Катилось медленное солнце вверху, и оловом безумства наливались головы. В меня метили хорошо. В меня нельзя не попасть: я большой, я широкий, у меня конь — как я сам. Вот длинная стрела, треть копья, сорвалась с тетивы толстого орусского барласа в красном колпаке. Она впилась мне в руку выше локтя. Аммэна, хга! Я вырвал стрелу и бросил ее обратно. Колпак стал еще красней, а толстый упал грузно вниз, как турсук с вином, пробитый ножом сквозь.

День приходил к концу. Олово начинало стынуть. У меня растрескался язык и мешал дышать. Калка запрудилась. И вот тут случилось это: мои дада дрогнули. Юк, — они не бежали, нет, они стали оглядываться на меня, то хуже. Тогда я ударил немым Хагадаканом в толщу людского затора, и вот он разорвал ряды, как ветер тучу…

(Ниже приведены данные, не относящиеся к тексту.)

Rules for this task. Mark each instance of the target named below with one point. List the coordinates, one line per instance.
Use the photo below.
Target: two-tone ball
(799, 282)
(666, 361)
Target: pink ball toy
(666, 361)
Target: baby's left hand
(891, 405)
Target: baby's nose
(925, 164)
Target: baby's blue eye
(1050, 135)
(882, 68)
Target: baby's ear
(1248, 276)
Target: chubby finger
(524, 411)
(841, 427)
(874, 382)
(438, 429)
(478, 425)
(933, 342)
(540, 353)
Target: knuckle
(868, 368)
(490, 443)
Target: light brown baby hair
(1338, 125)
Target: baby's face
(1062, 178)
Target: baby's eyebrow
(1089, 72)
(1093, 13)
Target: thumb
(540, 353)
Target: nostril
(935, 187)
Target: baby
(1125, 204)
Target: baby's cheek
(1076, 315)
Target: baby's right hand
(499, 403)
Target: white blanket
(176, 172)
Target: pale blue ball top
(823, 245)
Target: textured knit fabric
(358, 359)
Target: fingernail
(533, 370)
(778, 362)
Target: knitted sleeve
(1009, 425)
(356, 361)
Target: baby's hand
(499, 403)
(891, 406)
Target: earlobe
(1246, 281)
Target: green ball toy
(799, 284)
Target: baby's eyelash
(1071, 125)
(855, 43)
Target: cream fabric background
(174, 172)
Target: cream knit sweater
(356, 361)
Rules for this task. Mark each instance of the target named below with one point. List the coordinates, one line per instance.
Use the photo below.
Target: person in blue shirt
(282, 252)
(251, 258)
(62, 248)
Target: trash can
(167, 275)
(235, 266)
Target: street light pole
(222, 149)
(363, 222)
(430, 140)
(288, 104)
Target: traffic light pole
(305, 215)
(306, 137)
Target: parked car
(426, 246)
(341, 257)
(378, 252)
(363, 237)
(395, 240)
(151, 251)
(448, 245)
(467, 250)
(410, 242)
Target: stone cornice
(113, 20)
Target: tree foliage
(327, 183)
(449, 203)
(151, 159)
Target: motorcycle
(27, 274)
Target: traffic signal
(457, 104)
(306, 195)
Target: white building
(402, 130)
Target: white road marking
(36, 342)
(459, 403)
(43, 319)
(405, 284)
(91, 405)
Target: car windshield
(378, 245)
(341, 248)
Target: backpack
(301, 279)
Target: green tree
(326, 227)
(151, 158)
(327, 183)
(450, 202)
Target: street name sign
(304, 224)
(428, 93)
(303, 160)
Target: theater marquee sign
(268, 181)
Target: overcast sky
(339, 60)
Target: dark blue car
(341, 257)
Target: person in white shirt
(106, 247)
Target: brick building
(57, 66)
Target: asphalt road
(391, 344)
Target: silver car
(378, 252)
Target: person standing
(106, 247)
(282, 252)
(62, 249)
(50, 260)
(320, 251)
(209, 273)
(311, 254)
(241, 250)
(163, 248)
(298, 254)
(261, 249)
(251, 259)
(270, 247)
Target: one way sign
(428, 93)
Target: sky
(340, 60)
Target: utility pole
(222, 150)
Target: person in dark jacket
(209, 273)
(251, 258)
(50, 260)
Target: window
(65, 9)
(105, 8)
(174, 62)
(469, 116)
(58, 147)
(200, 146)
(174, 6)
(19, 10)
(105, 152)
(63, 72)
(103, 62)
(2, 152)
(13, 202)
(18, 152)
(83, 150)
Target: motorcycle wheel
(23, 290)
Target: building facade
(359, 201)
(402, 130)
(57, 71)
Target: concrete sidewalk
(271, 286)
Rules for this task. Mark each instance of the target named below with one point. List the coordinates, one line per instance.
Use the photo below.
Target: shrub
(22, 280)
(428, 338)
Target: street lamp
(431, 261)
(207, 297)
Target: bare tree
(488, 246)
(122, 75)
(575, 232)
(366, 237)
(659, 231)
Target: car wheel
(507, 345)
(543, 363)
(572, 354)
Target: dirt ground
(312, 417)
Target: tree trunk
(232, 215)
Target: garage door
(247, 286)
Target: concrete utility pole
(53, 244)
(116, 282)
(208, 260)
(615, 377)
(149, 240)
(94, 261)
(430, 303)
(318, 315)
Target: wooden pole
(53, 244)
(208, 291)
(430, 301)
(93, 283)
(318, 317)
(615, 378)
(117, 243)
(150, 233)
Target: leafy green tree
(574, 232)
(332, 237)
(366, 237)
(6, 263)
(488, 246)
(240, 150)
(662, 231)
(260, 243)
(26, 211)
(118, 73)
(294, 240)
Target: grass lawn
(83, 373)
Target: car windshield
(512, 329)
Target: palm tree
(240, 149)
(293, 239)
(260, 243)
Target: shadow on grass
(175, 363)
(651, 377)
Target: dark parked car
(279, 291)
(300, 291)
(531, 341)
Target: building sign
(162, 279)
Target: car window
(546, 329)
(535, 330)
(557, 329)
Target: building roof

Я сразу увидел тысячу согнутых спин. Мои рычали. Их лица, смоченные потом и кровью, покрылись коркой пыли. Их лица были страшны. В каждом был Чингис, а я почуял вдруг, что не один, а тысяча таких, как я, гневно ревут в моем сердце.

Мы перешли Калку. Барабаны хрипели о победе уже за три фарсанга впереди. Стрелы не достигали нас. Я пустил узбеков добивать.